Domesticated breed of rabbit

The Swiss Fox is a domesticated breed of rabbit originally bred for commercial use of their fur, but now kept mainly as pets. It is a recognised breed in the UK by the British Rabbit Council as a "Normal Fur" breed, however unrecognised by the American Rabbit Breeders Association making it a rare breed in the US.

== Origin ==
The Swiss Fox rabbit was initially bred by Hermann Leifer and Müller in Switzerland in the 1920s by crossbreeding Angora and Havana rabbits in an attempt to find a cheaper alternative to Arctic fox fur.
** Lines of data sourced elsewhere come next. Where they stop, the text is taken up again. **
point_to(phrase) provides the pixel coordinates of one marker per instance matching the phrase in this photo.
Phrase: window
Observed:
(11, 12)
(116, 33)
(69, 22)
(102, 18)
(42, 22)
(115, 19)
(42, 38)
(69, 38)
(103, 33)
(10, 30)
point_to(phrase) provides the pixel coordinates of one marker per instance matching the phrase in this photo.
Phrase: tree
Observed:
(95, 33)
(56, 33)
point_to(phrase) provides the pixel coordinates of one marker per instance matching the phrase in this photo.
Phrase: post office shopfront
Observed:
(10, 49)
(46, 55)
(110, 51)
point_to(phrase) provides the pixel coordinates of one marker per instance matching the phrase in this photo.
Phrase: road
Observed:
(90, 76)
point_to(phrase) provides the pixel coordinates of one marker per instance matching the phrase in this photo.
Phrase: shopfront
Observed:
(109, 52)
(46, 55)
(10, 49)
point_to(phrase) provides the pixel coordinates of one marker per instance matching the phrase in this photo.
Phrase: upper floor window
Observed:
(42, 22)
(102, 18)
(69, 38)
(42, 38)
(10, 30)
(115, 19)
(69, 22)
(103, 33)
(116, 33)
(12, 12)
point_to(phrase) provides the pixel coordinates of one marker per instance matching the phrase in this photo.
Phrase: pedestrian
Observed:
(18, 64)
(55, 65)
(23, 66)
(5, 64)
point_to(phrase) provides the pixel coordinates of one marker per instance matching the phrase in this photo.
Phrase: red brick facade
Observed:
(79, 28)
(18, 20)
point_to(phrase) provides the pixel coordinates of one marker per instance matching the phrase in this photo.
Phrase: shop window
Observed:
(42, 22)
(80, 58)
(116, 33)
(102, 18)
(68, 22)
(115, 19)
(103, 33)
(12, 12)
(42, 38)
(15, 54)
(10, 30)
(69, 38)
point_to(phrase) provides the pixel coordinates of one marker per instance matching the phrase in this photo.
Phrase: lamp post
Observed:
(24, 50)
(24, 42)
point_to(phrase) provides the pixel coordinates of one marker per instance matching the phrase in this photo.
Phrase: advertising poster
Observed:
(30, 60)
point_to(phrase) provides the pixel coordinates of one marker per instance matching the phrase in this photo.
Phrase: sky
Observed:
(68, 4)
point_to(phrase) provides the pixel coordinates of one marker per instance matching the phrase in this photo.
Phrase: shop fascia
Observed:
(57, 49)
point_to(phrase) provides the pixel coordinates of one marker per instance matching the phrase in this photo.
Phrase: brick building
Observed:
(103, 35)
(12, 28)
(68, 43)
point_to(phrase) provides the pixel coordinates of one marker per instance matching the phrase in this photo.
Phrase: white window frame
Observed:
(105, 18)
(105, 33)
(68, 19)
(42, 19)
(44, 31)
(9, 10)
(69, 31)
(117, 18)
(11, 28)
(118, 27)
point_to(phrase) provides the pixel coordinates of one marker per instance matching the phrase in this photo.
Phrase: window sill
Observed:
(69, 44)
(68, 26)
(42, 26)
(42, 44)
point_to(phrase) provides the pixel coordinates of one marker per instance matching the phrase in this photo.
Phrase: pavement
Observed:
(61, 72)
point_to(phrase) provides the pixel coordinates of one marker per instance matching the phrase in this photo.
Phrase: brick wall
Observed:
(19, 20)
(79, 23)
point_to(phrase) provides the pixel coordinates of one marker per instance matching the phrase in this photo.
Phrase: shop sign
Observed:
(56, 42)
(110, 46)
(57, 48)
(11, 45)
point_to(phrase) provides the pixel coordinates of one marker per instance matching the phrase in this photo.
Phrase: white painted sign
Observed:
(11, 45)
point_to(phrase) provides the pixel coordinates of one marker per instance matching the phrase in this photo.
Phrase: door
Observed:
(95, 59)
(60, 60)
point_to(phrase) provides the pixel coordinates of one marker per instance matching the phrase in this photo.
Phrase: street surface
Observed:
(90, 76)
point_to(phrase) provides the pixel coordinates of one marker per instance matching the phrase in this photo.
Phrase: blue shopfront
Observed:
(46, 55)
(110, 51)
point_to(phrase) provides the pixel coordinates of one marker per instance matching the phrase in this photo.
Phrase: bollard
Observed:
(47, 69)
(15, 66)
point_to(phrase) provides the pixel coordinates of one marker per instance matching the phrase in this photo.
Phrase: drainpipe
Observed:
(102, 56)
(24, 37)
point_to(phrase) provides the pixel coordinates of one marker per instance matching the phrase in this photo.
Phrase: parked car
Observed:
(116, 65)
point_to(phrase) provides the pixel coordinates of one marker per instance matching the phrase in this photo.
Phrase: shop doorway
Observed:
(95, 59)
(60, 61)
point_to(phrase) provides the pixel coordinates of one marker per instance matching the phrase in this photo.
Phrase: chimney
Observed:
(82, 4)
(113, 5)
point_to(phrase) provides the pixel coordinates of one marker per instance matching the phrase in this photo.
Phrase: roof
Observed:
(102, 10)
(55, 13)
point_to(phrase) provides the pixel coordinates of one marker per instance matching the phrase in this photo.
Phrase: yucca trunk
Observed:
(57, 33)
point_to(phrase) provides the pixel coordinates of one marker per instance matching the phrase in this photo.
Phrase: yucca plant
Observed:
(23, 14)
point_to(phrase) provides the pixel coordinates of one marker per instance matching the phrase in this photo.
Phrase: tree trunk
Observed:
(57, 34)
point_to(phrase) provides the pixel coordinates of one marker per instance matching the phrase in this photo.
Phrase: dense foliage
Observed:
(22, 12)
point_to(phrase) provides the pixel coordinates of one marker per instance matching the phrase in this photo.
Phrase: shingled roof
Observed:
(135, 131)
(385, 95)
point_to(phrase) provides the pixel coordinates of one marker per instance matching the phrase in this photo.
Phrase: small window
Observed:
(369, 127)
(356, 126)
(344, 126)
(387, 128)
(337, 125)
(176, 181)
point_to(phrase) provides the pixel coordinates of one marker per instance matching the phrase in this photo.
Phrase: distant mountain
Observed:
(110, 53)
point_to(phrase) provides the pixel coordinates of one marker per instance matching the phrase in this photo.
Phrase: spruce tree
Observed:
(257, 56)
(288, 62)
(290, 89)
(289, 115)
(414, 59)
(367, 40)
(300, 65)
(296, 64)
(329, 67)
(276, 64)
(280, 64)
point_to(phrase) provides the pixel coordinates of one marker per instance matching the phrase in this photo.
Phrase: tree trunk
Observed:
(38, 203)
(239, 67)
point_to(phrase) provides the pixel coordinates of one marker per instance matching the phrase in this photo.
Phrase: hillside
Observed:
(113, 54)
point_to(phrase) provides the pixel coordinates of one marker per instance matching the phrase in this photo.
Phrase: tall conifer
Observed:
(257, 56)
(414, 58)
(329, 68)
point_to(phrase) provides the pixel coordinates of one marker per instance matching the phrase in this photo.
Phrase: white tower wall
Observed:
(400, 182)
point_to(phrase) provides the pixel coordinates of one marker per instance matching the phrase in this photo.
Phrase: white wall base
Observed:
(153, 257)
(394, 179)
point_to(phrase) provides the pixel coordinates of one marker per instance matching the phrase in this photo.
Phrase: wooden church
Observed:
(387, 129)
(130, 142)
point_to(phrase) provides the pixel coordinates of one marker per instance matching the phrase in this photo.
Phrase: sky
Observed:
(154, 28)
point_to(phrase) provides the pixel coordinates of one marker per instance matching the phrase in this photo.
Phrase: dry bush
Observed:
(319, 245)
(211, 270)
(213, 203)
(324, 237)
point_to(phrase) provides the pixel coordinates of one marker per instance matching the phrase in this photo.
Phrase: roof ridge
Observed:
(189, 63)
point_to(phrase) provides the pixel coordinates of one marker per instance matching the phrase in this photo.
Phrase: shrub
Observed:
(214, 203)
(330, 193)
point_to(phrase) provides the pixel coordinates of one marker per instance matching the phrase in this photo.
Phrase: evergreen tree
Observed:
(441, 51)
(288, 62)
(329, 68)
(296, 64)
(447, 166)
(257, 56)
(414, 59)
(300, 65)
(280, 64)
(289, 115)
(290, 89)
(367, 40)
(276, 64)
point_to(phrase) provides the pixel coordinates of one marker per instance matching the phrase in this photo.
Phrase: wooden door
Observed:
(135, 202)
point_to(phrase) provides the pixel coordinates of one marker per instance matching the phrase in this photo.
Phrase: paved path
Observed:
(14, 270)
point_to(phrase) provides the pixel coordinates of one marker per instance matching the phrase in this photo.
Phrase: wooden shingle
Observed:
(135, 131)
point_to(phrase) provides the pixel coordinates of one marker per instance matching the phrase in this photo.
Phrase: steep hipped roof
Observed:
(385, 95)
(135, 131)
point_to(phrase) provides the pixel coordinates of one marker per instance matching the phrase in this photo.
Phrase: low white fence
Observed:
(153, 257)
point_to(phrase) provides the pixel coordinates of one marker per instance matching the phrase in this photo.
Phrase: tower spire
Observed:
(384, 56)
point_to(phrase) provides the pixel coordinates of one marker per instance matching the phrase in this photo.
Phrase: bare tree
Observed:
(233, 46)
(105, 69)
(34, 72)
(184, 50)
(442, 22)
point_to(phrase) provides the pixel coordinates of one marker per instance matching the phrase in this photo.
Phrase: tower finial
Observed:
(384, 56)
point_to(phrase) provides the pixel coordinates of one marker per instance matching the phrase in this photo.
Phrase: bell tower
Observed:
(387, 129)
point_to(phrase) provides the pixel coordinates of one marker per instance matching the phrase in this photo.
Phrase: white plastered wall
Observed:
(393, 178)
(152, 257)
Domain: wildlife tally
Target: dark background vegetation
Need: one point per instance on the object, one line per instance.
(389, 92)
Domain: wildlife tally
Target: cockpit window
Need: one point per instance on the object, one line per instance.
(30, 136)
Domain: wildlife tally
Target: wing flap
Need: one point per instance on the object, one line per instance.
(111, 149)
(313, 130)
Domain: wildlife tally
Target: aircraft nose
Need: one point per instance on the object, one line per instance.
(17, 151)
The resulting breed was not satisfactory. Despite initial low population counts due to its commercial potential failure, the breed is well known throughout Europe and is regularly shown.

== Appearance ==
The breed has a medium-sized compact body, with short necks and a partial upright posture. It has strong, upright and long (10.5–11 cm) ears. Their coat is soft, long and dense and appears in mostly pastel colouring of grey, white, black, Havana and Chinchilla.

== Diet ==

Like most other rabbits, this breed should be fed a mainly fibre-rich diet, consisting mainly of vegetables and alfalfa hay.

== Behaviour ==
The Swiss Fox is a calm and affectionate breed, suitable for families with older children. The breed can be litter trained.